On constate aussi la réintroduction de dispositifs supprimés peu de temps auparavant : la taxe d’habitation locale des communes, abandonnée par le gouvernement Berlusconi, a été réintroduite et augmentée en 2012 par Monti. Par ailleurs, Vito Tanzi, économiste italien, souligne la grande disparité d’application, au plan régional, des différentes mesures adoptées au niveau national. Enfin, beaucoup de responsables éliminent d’office les projets trop ambitieux, voire freinent l’application des nouvelles mesures.
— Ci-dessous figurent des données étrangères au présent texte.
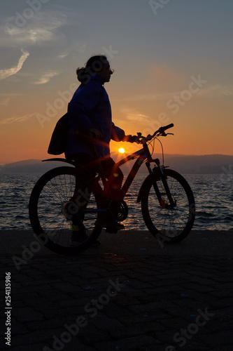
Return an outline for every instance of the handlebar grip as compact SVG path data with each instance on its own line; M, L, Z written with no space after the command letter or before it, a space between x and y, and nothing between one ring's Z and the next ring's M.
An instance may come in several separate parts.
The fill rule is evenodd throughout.
M171 123L170 124L168 124L167 126L164 126L164 127L161 127L161 129L163 131L166 131L167 129L169 129L169 128L174 127L174 125L173 123Z

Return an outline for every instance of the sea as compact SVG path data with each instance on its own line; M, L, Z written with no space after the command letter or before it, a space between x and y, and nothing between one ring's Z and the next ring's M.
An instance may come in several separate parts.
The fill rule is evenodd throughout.
M28 214L29 199L40 174L0 174L0 230L31 230ZM147 174L138 174L125 198L129 215L126 230L146 230L136 197ZM196 201L196 230L233 230L233 174L183 175Z

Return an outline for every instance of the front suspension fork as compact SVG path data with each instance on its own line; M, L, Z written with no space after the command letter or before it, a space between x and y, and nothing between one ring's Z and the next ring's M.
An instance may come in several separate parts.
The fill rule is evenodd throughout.
M173 208L174 207L175 207L176 206L176 200L174 201L174 199L172 198L169 187L168 186L168 184L167 182L167 176L164 174L164 172L161 166L160 161L159 159L155 159L155 162L156 166L157 166L156 168L159 171L158 173L160 174L160 177L161 178L162 184L164 185L167 198L169 201L169 204L166 204L164 199L161 197L158 186L157 185L157 183L155 182L155 184L153 185L153 187L154 187L154 190L155 190L155 192L156 193L156 195L157 197L157 199L159 200L160 204L163 208Z

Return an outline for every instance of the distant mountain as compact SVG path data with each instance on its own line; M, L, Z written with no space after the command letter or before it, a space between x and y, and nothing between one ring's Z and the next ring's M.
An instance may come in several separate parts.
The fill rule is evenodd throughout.
M39 159L27 159L3 165L0 174L44 173L55 167L68 165L60 161L42 162Z
M156 157L162 164L162 155ZM134 161L130 161L132 167ZM41 162L38 159L28 159L12 164L3 165L0 167L0 173L3 174L24 174L24 173L43 173L49 169L61 166L67 166L61 161ZM233 156L223 154L207 155L181 155L166 154L164 165L183 174L220 174L223 173L233 173ZM124 173L129 173L127 165L122 168ZM140 169L140 173L146 172L146 166Z

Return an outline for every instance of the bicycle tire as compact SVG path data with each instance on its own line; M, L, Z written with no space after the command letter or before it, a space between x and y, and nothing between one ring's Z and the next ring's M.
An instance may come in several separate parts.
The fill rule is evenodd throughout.
M57 167L42 176L32 190L29 203L32 229L38 240L57 253L76 255L84 251L97 240L102 230L104 212L99 210L99 201L96 193L98 192L96 192L97 189L101 191L101 187L96 182L95 190L92 189L92 185L89 185L89 201L86 201L85 212L82 214L88 239L71 246L73 213L81 211L77 201L74 203L71 199L74 197L77 199L77 185L80 185L81 188L81 182L83 181L83 177L82 178L78 176L77 168ZM83 196L83 198L79 197L78 199L82 203L85 199L85 194L80 194L78 193L78 197ZM73 215L69 213L67 208L70 209ZM86 226L87 223L88 227Z
M153 172L145 179L141 190L141 211L146 225L162 246L176 244L185 239L195 218L195 198L187 180L171 169L165 168L164 173L176 204L174 208L166 208L169 199L158 171ZM163 199L163 206L155 194L155 182Z

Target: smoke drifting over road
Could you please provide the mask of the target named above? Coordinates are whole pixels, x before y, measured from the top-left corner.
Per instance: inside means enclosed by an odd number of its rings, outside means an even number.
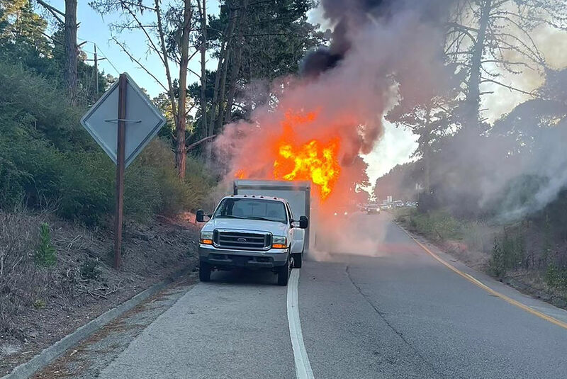
[[[311,180],[315,193],[328,179],[328,196],[319,192],[321,211],[352,205],[356,184],[367,180],[359,154],[381,137],[384,114],[431,98],[449,77],[439,14],[430,12],[440,3],[324,1],[325,16],[335,24],[330,45],[305,57],[303,76],[274,84],[276,101],[256,108],[250,121],[227,125],[215,141],[231,166],[228,179]],[[339,169],[322,177],[334,162]]]

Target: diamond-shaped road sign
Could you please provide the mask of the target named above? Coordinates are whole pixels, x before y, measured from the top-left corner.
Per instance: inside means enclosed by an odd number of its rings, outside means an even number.
[[[161,112],[125,74],[126,117],[125,166],[128,167],[165,123]],[[116,164],[118,81],[108,89],[81,119],[81,123]]]

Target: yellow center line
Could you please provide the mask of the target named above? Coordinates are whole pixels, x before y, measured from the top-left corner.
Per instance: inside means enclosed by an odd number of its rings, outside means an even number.
[[[398,224],[396,224],[396,225],[398,225]],[[546,315],[545,313],[543,313],[541,312],[536,310],[533,309],[532,307],[526,305],[525,304],[523,304],[523,303],[522,303],[522,302],[519,302],[517,300],[514,300],[514,299],[512,299],[511,298],[509,298],[509,297],[506,296],[505,295],[504,295],[503,293],[500,293],[498,291],[496,291],[496,290],[490,288],[490,287],[488,287],[485,284],[483,283],[479,280],[476,279],[474,276],[472,276],[471,275],[469,275],[469,274],[468,274],[466,273],[464,273],[464,272],[461,271],[461,270],[459,270],[459,268],[457,268],[456,267],[455,267],[452,264],[445,261],[444,259],[440,258],[437,254],[436,254],[435,253],[434,253],[433,251],[430,250],[427,248],[427,247],[426,247],[425,245],[424,245],[423,244],[422,244],[421,242],[417,241],[415,238],[414,238],[414,237],[412,235],[411,235],[407,230],[405,230],[405,229],[402,227],[401,225],[398,225],[398,226],[400,227],[400,229],[403,230],[403,232],[406,234],[408,234],[408,236],[410,238],[413,239],[413,241],[416,244],[417,244],[420,246],[420,247],[421,247],[422,249],[425,250],[425,251],[427,254],[429,254],[431,256],[432,256],[433,258],[437,259],[439,262],[440,262],[442,264],[445,266],[449,270],[451,270],[451,271],[454,271],[454,273],[460,275],[461,276],[462,276],[463,278],[464,278],[467,281],[470,281],[471,283],[472,283],[475,285],[477,285],[478,287],[480,287],[481,288],[483,289],[484,290],[485,290],[486,292],[488,292],[490,295],[493,295],[494,296],[497,296],[497,297],[500,298],[500,299],[503,300],[504,301],[505,301],[505,302],[508,302],[510,304],[512,304],[512,305],[515,305],[516,307],[517,307],[519,308],[521,308],[521,309],[525,310],[526,312],[528,312],[531,313],[532,315],[537,316],[539,318],[544,319],[546,321],[549,321],[549,322],[551,322],[552,324],[555,324],[558,327],[562,327],[563,329],[567,329],[567,322],[563,322],[563,321],[558,320],[558,319],[556,319],[554,317],[552,317],[551,316],[549,316],[549,315]]]

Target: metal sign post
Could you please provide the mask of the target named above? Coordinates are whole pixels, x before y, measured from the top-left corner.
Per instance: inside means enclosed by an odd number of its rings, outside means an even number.
[[[115,118],[117,115],[118,118]],[[124,170],[157,134],[165,123],[165,118],[132,78],[124,73],[83,116],[81,123],[116,164],[114,266],[119,268]]]

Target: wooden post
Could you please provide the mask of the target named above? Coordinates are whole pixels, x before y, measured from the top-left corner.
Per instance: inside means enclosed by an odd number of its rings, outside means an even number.
[[[126,84],[124,74],[118,79],[118,120],[116,149],[116,214],[114,217],[114,268],[120,265],[122,249],[122,211],[124,199],[124,147],[126,135]]]
[[[95,101],[99,100],[99,56],[96,54],[96,45],[94,45],[94,88],[96,91]]]

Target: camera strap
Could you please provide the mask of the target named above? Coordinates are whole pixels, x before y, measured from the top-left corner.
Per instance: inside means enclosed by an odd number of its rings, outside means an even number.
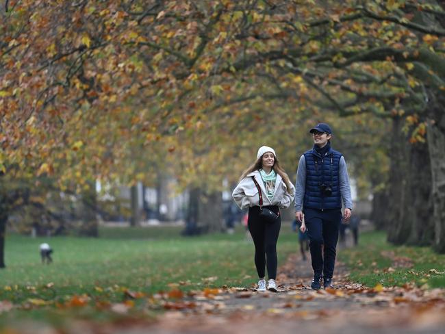
[[[263,209],[263,195],[261,193],[261,188],[259,188],[259,185],[258,184],[258,182],[257,182],[257,180],[255,180],[255,177],[251,177],[252,179],[253,180],[253,183],[257,186],[257,189],[258,190],[258,195],[259,196],[259,209],[262,210]]]
[[[331,186],[333,183],[333,179],[332,178],[332,168],[333,166],[333,153],[331,153]]]

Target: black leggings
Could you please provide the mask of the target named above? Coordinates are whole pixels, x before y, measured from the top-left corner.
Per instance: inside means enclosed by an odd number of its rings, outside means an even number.
[[[275,205],[263,207],[267,207],[275,213],[279,211],[278,207]],[[264,267],[267,265],[269,279],[275,279],[278,263],[277,242],[281,227],[281,218],[280,216],[275,222],[270,223],[260,218],[259,214],[259,207],[249,209],[247,225],[255,244],[255,265],[257,267],[258,277],[265,277]]]

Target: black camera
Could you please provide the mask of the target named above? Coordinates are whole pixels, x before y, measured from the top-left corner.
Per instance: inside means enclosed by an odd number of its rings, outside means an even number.
[[[322,184],[320,185],[320,190],[321,191],[321,194],[324,196],[329,197],[332,195],[332,188],[329,184]]]

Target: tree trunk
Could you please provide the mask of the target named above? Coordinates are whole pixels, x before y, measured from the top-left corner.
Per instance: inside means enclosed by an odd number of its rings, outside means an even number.
[[[221,232],[224,229],[221,192],[201,194],[199,199],[199,222],[209,233]]]
[[[408,143],[403,135],[403,120],[393,118],[392,138],[390,157],[391,158],[388,180],[389,211],[381,212],[388,225],[387,240],[390,242],[401,244],[405,242],[410,233],[410,227],[406,224],[406,208],[409,187],[407,186]]]
[[[389,196],[387,189],[382,189],[374,194],[372,198],[372,209],[370,220],[374,227],[378,230],[387,230],[388,222],[386,214],[390,211],[388,205]]]
[[[2,210],[2,212],[0,212],[0,269],[6,267],[5,265],[5,240],[7,221],[8,214]]]
[[[79,233],[86,237],[98,237],[96,187],[93,181],[88,182],[88,190],[82,192],[82,220]]]
[[[431,172],[428,144],[413,144],[409,151],[408,173],[409,196],[406,203],[407,224],[411,224],[409,244],[431,246],[434,235],[434,222],[431,214]]]
[[[131,217],[130,218],[130,226],[136,227],[139,224],[139,205],[138,196],[138,185],[133,185],[130,189]]]
[[[445,116],[436,120],[439,121],[429,122],[427,131],[433,183],[433,246],[437,252],[445,253]]]
[[[223,229],[222,199],[220,192],[207,194],[199,188],[190,191],[186,229],[193,235],[220,232]]]

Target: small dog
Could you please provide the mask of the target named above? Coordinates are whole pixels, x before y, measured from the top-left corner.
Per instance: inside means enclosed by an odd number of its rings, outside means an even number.
[[[40,244],[40,257],[42,257],[42,263],[44,264],[45,261],[47,264],[49,264],[53,261],[53,259],[51,257],[53,250],[51,246],[46,242]]]

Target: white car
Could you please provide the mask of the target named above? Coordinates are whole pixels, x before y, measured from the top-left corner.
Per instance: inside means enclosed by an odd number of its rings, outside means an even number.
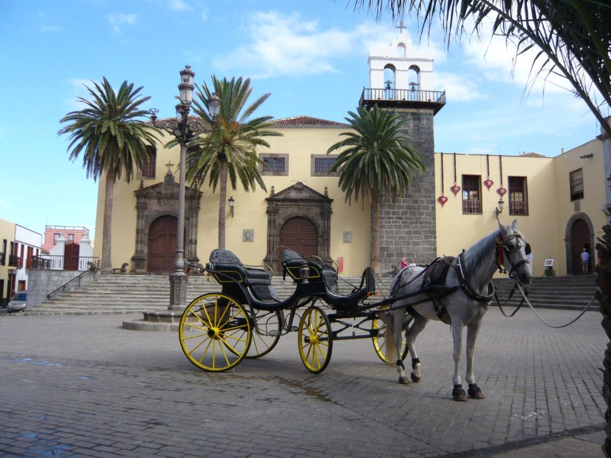
[[[13,313],[17,311],[23,311],[26,310],[26,300],[27,299],[27,291],[20,291],[13,296],[6,306],[7,311]]]

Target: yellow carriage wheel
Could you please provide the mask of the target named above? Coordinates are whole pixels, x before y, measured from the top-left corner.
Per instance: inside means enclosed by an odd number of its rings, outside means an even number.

Selon les mots de V. Tanzi, les réformes souvent « donnent l'impression de changement tout en changeant vraiment peu de choses ». Pourtant, d’après l’étude de l’Institut de l’entreprise, « le processus cumulatif de réformes mises en œuvre par les différents gouvernements qui se sont succédé depuis la crise devrait commencer à porter ses fruits ». De plus, l’adoption de la réforme du Sénat, le 13 octobre dernier, est de très bon augure car elle permettra d’accélérer les changements en réduisant les possibilités de blocage du Sénat.
Virginie Ma-Dupont
Cette note réactive a été publié en octobre 2015-la version originale avec les références est disponible en version PDF. Téléchargez la note en format PDF (pdf-211ko)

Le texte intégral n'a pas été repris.